En la noche del próximo domingo

El PSOE no necesita un congreso, necesita un concilio. Y hacia ahí parece que vamos. Hacia un desenlace que señale ortodoxos y herejes

En la noche del próximo domingo, si los datos electorales en Galicia y Euskadi se parecen a los que anuncian los sondeos, la caldera socialista estallará, antes incluso de que finalice el escrutinio. Los amagos y las insinuaciones darán paso a la guerra declarada de barones y críticos contra Pedro Sánchez, que puede derivar en guerra civil porque hay quien olvida pero Sánchez no está solo, ni mucho menos.

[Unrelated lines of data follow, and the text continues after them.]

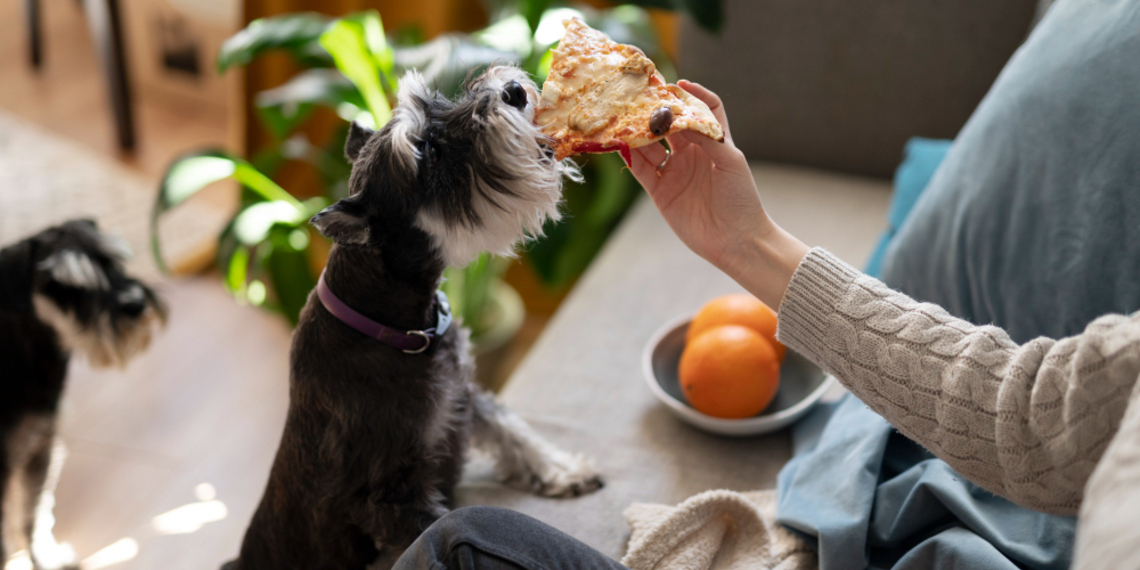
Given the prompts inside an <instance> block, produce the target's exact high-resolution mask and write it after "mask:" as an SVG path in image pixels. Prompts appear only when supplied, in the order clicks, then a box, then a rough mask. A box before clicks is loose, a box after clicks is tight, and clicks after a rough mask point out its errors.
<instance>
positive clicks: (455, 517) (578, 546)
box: [392, 506, 628, 570]
mask: <svg viewBox="0 0 1140 570" xmlns="http://www.w3.org/2000/svg"><path fill="white" fill-rule="evenodd" d="M587 569H589V570H595V569H596V570H628V569H626V567H624V565H621V564H619V563H618V562H616V561H613V560H611V559H609V557H606V556H605V555H604V554H602V553H600V552H597V551H595V549H594V548H591V547H589V546H587V545H586V544H585V543H581V541H579V540H577V539H576V538H573V537H571V536H570V535H567V534H565V532H562V531H561V530H557V529H555V528H554V527H551V526H548V524H546V523H543V522H540V521H538V520H537V519H531V518H530V516H527V515H524V514H522V513H518V512H515V511H511V510H507V508H498V507H492V506H469V507H464V508H459V510H456V511H451V512H450V513H448V514H446V515H445V516H442V518H441V519H440V520H438V521H435V523H434V524H432V526H431V527H429V528H427V530H425V531H424V534H423V535H421V536H420V538H417V539H416V541H415V543H413V544H412V546H410V547H409V548H408V549H407V552H405V553H404V555H402V556H400V559H399V560H398V561H397V562H396V565H394V567H393V568H392V570H587Z"/></svg>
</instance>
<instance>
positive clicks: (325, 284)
mask: <svg viewBox="0 0 1140 570" xmlns="http://www.w3.org/2000/svg"><path fill="white" fill-rule="evenodd" d="M317 296H318V298H320V304H324V306H325V309H328V312H331V314H333V316H334V317H336V318H339V319H341V321H342V323H344V324H345V325H348V326H350V327H352V328H356V329H357V331H359V332H361V333H364V334H365V335H368V336H370V337H373V339H376V340H377V341H380V342H383V343H384V344H388V345H389V347H394V348H397V349H400V350H402V351H405V352H407V353H408V355H418V353H421V352H423V351H425V350H427V348H429V347H431V343H432V341H434V340H435V339H437V337H440V336H443V333H446V332H447V328H448V327H449V326H451V306H450V303H448V301H447V295H445V294H443V292H442V291H437V292H435V302H437V304H439V317H438V320H437V321H435V326H434V327H432V328H425V329H423V331H406V332H405V331H397V329H396V328H392V327H390V326H384V325H381V324H380V323H376V321H375V320H373V319H370V318H368V317H365V316H364V315H360V314H359V312H357V311H356V310H355V309H352V308H351V307H349V306H348V304H347V303H345V302H344V301H341V300H340V298H337V296H336V295H335V294H333V290H331V288H328V285H327V284H325V272H324V271H321V272H320V278H319V279H317Z"/></svg>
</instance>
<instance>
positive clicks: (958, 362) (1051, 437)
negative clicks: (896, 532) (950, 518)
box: [630, 81, 1140, 514]
mask: <svg viewBox="0 0 1140 570" xmlns="http://www.w3.org/2000/svg"><path fill="white" fill-rule="evenodd" d="M678 84H679V86H681V87H682V88H683V89H686V90H689V91H690V92H692V93H693V95H694V96H697V97H698V98H700V99H701V100H703V101H705V103H706V104H708V105H709V108H710V109H712V113H714V114H715V115H716V117H717V120H719V121H720V124H722V127H723V128H724V131H725V143H724V144H719V143H716V141H715V140H711V139H709V138H707V137H703V136H701V135H697V133H692V132H687V131H683V132H681V133H677V135H670V136H669V138H668V141H669V146H670V147H673V157H671V158H670V160H669V162H668V163H667V165H666V168H665V169H662V170H657V165H658V164H660V163H661V161H662V160H663V158H665V149H663V148H661V147H660V146H658V145H653V146H649V147H642V148H637V149H635V150H634V153H633V161H632V163H630V169H632V170H633V172H634V176H635V177H637V180H638V181H640V182H641V184H642V186H644V187H645V192H646V193H648V194H649V195H650V197H651V198H652V200H653V203H654V204H655V205H657V207H658V210H659V211H660V212H661V215H662V217H663V218H665V219H666V221H668V223H669V226H670V227H671V228H673V230H674V231H675V233H676V234H677V236H678V237H679V238H681V239H682V241H683V242H684V243H685V245H687V246H689V247H690V249H691V250H693V252H695V253H697V254H699V255H701V257H702V258H705V259H706V260H708V261H709V262H710V263H712V264H714V266H716V267H717V268H719V269H720V270H723V271H725V272H726V274H728V275H730V276H731V277H732V278H734V279H735V280H736V282H738V283H740V284H741V285H742V286H743V287H744V288H747V290H748V291H750V292H751V293H752V294H755V295H756V296H757V298H759V299H760V300H762V301H764V302H765V303H767V304H768V306H771V307H780V311H779V316H780V332H779V339H780V340H781V341H782V342H784V343H785V344H788V347H789V348H791V349H793V350H796V351H797V352H800V353H803V355H804V356H806V357H808V358H809V359H812V360H813V361H815V363H817V364H820V365H821V366H823V367H824V368H827V369H828V370H830V372H832V373H834V374H836V376H838V377H839V380H840V381H841V382H842V383H844V384H845V385H846V386H847V388H848V389H849V390H850V391H852V392H854V393H855V396H857V397H858V398H860V399H861V400H863V402H864V404H866V405H868V406H870V407H871V408H872V409H874V410H876V412H878V413H879V414H881V415H882V416H884V417H886V418H887V420H888V421H889V422H890V423H891V424H894V425H895V426H896V427H897V429H898V430H899V431H901V432H903V433H904V434H906V435H907V437H910V438H911V439H913V440H915V441H918V442H919V443H921V445H923V446H926V447H927V448H928V449H930V450H931V451H934V454H935V455H937V456H938V457H941V458H943V459H945V461H946V463H948V464H950V465H952V466H953V467H954V469H955V470H958V471H959V472H960V473H962V474H963V475H966V477H967V478H969V479H970V480H971V481H974V482H976V483H978V484H979V486H982V487H984V488H986V489H988V490H991V491H993V492H996V494H999V495H1002V496H1004V497H1007V498H1010V499H1011V500H1013V502H1016V503H1019V504H1021V505H1025V506H1029V507H1033V508H1037V510H1041V511H1047V512H1050V513H1062V514H1074V513H1076V508H1077V505H1078V504H1080V503H1081V499H1082V495H1083V489H1084V487H1085V482H1086V481H1088V480H1089V475H1090V473H1092V470H1093V467H1094V466H1096V464H1097V462H1098V461H1099V459H1100V457H1101V455H1104V453H1105V448H1106V446H1107V445H1108V442H1109V440H1110V439H1112V438H1113V435H1114V434H1115V433H1116V430H1117V427H1118V426H1119V422H1121V417H1122V416H1123V414H1124V409H1125V408H1126V407H1127V404H1129V398H1130V393H1131V391H1132V386H1133V385H1134V384H1135V383H1137V378H1138V376H1140V316H1133V317H1131V318H1126V317H1121V316H1109V317H1102V318H1100V319H1098V320H1096V321H1093V323H1092V324H1091V325H1089V328H1088V329H1086V331H1085V332H1084V334H1082V335H1080V336H1076V337H1072V339H1065V340H1062V341H1052V340H1045V339H1039V340H1036V341H1033V342H1029V343H1027V344H1025V345H1020V347H1019V345H1017V344H1015V343H1013V342H1012V341H1011V340H1010V339H1009V336H1008V335H1005V333H1004V332H1003V331H1001V329H999V328H995V327H992V326H985V327H978V326H974V325H971V324H969V323H966V321H963V320H960V319H956V318H953V317H951V316H950V315H948V314H946V311H944V310H942V309H941V308H938V307H935V306H931V304H921V303H918V302H915V301H913V300H911V299H910V298H907V296H906V295H903V294H901V293H897V292H895V291H891V290H889V288H888V287H886V286H885V285H884V284H882V283H880V282H878V280H876V279H873V278H870V277H866V276H864V275H862V274H860V272H858V271H856V270H854V269H852V268H850V267H848V266H847V264H845V263H842V262H841V261H839V260H837V259H836V258H833V257H831V255H830V254H828V253H827V252H824V251H822V250H812V251H809V250H808V247H807V246H806V245H804V244H803V243H801V242H800V241H798V239H796V237H795V236H792V235H790V234H788V233H787V231H784V230H783V229H781V228H780V227H779V226H777V225H776V223H775V222H774V221H773V220H772V219H771V218H769V217H768V215H767V213H766V212H765V211H764V207H763V205H762V204H760V198H759V194H758V192H757V189H756V184H755V181H754V180H752V177H751V172H750V171H749V168H748V161H747V160H746V158H744V155H743V154H742V153H741V152H740V150H738V149H736V148H735V146H734V144H733V141H732V136H731V133H730V131H728V122H727V117H726V115H725V112H724V105H722V103H720V99H719V98H718V97H717V96H716V95H714V93H712V92H711V91H709V90H707V89H705V88H702V87H700V86H698V84H694V83H690V82H686V81H681V82H679V83H678ZM1138 399H1140V397H1138ZM1138 406H1140V405H1138Z"/></svg>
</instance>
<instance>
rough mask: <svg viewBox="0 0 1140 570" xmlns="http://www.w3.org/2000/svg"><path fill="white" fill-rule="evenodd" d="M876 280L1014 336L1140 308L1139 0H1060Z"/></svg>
mask: <svg viewBox="0 0 1140 570" xmlns="http://www.w3.org/2000/svg"><path fill="white" fill-rule="evenodd" d="M884 280H885V282H886V283H887V284H889V285H890V286H893V287H896V288H899V290H902V291H904V292H906V293H907V294H911V295H913V296H915V298H918V299H920V300H925V301H931V302H936V303H938V304H942V306H944V307H945V308H946V309H947V310H950V311H951V312H953V314H955V315H958V316H960V317H962V318H966V319H969V320H972V321H975V323H979V324H983V323H994V324H996V325H999V326H1001V327H1004V328H1005V329H1008V331H1009V333H1010V334H1011V336H1012V337H1013V339H1015V340H1017V341H1023V342H1024V341H1026V340H1029V339H1032V337H1034V336H1037V335H1048V336H1064V335H1070V334H1075V333H1078V332H1080V331H1082V329H1083V328H1084V326H1085V324H1088V323H1089V321H1090V320H1092V319H1093V318H1096V317H1097V316H1100V315H1104V314H1107V312H1131V311H1134V310H1137V309H1140V0H1116V1H1110V0H1059V1H1058V2H1057V3H1055V5H1053V7H1052V8H1051V9H1050V10H1049V13H1048V14H1047V15H1045V17H1044V19H1043V21H1042V22H1041V24H1040V25H1039V26H1037V27H1036V28H1035V30H1034V32H1033V34H1032V35H1031V36H1029V39H1028V40H1027V41H1026V43H1025V44H1024V46H1023V47H1021V48H1020V49H1019V50H1018V51H1017V54H1015V56H1013V58H1012V59H1011V60H1010V63H1009V65H1007V67H1005V70H1004V71H1002V73H1001V75H1000V76H999V79H998V81H996V82H995V83H994V86H993V88H992V89H991V91H990V93H988V95H987V96H986V97H985V99H984V100H983V101H982V104H980V105H979V106H978V108H977V111H976V112H975V113H974V116H972V117H971V119H970V120H969V122H968V123H967V124H966V127H964V128H963V129H962V131H961V133H960V135H959V137H958V139H956V141H955V143H954V145H953V147H952V148H951V150H950V154H948V155H947V157H946V160H945V162H943V164H942V166H941V168H939V169H938V171H937V173H936V174H935V177H934V179H933V180H931V182H930V187H929V188H928V189H927V192H926V193H925V194H923V195H922V197H921V198H920V200H919V202H918V204H917V205H915V207H914V211H913V212H912V213H911V215H910V218H909V219H907V220H906V222H905V223H904V225H903V227H902V228H899V231H898V236H897V238H896V241H895V242H894V244H893V245H891V247H890V250H889V251H888V252H887V257H886V260H885V263H884Z"/></svg>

Lo más triste es que no se enfrentan dos modelos de abordar los problemas de los ciudadanos, sino un sinfín de enconamientos y dos noes que se esgrimen como dogmas: el no radical de unos al Partido Popular y el no radical de otros a Podemos y a los nacionalismos. Dos absolutos sobre los cuales no se acepta el menor matiz, ni un segundo de discusión porque eso sería política. Y lo que ocurre más parece teología. El PSOE no necesita un congreso, necesita un concilio. Y hacia ahí parece que vamos. Hacia un desenlace que señale ortodoxos y herejes o algo peor, autos de fe que acaben con alguien en la hoguera y el viejo gran partido desgarrado.

Encantado con las divisiones socialistas, y tan campante ante la posibilidad de unas terceras elecciones, Rajoy permanece apoltronado en su trono de estiércol.